Re: John Harding’s editorial in the April 30 edition of The NEWS (‘Less will be the norm’).
Our Canadian medicare system is based on universality and one of the pillars of this universality is “equal access for all” — rich or poor.
Some suggest that expanding private surgical clinics will shorten the queue by allowing those with money to have quick access to procedures, then trickle down savings. Several points need consideration. These clinics will need to be regulated — at some expense to the taxpayer. When a for-profit surgery goes awry and the patient requires higher levels of care, the patient goes to the publicly-funded hospital, which will be unable to consider the risk/needs of that patient in the morning bed planning strategy meeting. Someone gets bumped. Another taxpayer cost.
Currently, surgical clinics do operate — some on public funds to reduce wait lists and for-profit clinics in Vancouver. For- profit surgical clinics can only operate within a certain “menu” of surgeries as some surgeries (open heart for example) require extensive machinery and expensive back up services like surgical ICUs.

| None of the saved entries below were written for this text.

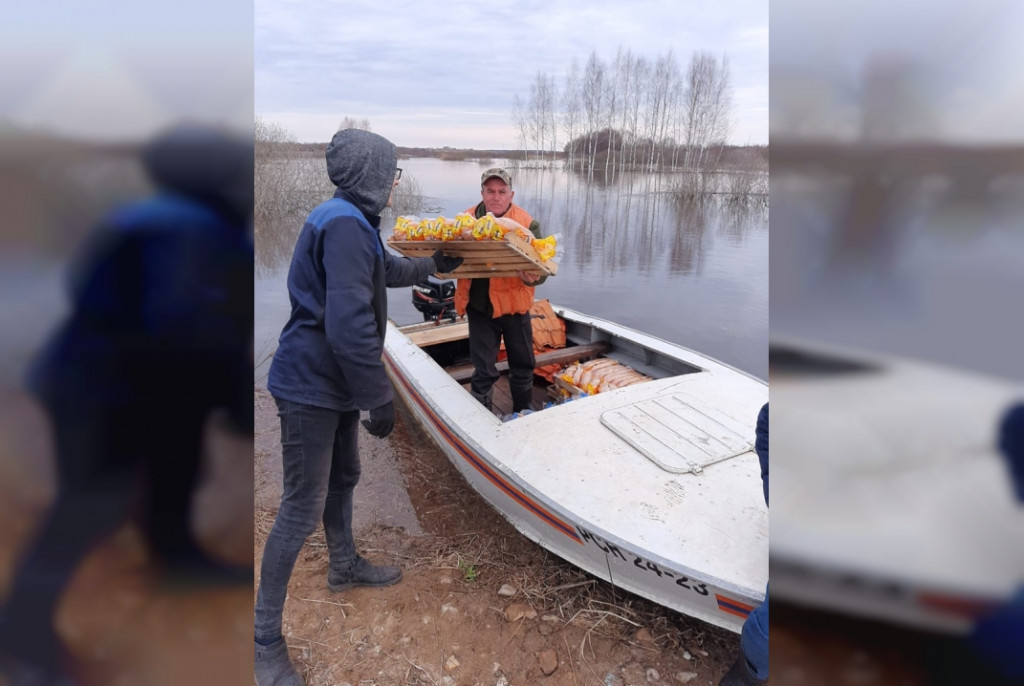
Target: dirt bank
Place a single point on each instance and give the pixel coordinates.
(449, 622)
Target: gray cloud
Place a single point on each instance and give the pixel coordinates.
(388, 60)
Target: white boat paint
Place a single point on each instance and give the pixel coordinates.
(894, 503)
(693, 540)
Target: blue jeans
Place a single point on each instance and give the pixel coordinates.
(321, 465)
(754, 639)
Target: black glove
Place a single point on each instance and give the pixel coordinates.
(445, 264)
(381, 420)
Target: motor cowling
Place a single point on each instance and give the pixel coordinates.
(434, 298)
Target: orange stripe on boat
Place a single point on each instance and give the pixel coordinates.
(478, 464)
(731, 606)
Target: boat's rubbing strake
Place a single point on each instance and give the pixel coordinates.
(478, 464)
(725, 604)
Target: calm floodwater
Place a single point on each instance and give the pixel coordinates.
(694, 274)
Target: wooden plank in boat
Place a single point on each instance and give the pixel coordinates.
(463, 373)
(676, 435)
(482, 259)
(443, 334)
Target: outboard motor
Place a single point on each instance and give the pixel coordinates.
(435, 298)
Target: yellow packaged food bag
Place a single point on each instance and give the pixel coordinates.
(545, 247)
(483, 227)
(434, 227)
(400, 231)
(449, 230)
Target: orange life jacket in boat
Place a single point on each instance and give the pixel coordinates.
(508, 294)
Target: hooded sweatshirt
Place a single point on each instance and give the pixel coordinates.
(329, 353)
(161, 291)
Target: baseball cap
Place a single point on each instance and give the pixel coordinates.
(497, 172)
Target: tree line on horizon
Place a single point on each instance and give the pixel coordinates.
(632, 115)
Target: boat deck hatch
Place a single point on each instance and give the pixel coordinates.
(676, 435)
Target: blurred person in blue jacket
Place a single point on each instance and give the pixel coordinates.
(752, 666)
(158, 341)
(997, 639)
(328, 368)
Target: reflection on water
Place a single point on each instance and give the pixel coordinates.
(695, 273)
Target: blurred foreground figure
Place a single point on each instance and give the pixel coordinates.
(751, 668)
(159, 339)
(998, 638)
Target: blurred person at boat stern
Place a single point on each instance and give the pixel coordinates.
(158, 340)
(752, 666)
(327, 369)
(997, 639)
(499, 307)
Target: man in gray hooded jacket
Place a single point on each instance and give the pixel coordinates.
(327, 369)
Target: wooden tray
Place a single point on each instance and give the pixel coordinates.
(483, 259)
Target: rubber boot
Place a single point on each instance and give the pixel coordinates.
(522, 399)
(740, 675)
(273, 668)
(363, 572)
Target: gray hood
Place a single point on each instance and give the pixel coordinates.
(361, 165)
(205, 162)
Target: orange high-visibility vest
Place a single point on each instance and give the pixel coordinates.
(508, 294)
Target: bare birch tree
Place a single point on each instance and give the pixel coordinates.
(521, 122)
(707, 105)
(593, 91)
(570, 110)
(541, 113)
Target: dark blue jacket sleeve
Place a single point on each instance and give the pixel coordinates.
(761, 445)
(400, 271)
(349, 262)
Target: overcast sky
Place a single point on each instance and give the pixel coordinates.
(436, 73)
(962, 62)
(111, 70)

Those wanting to “jump the queue” for more invasive surgeries currently have the option to travel to the U.S. and experience the costs of for-profit care.
One huge problem in the delays and backlogs of local surgeries is the lack of
surgical bed availability, which is significantly impacted by medical patients
occupying surgical beds and long-term care (LTC) patients occupying medical beds. Build/fund LTC beds and the hospital
becomes less backlogged, fewer surgeries are delayed or canceled and surgeons and anesthesiologists alike will be attracted to a system that flows freely and allows them to practice at a less frustrating pace.
For many years, our system worked well. It is not coincidence that many of our health care problems have arisen with bloated administrations, regionalization and as letter writer Yvonne Zarowny recently wrote, “Grandchild debt,” our governments “shoveling up” our wealth to their influential masters — with us paying for it through our taxes as well as our de-funded public education, health care and social programs.
Governments, federal and provincial need to be more transparent and wiser with our assets and taxes so that there are more dollars in the 60 per cent going to health and education.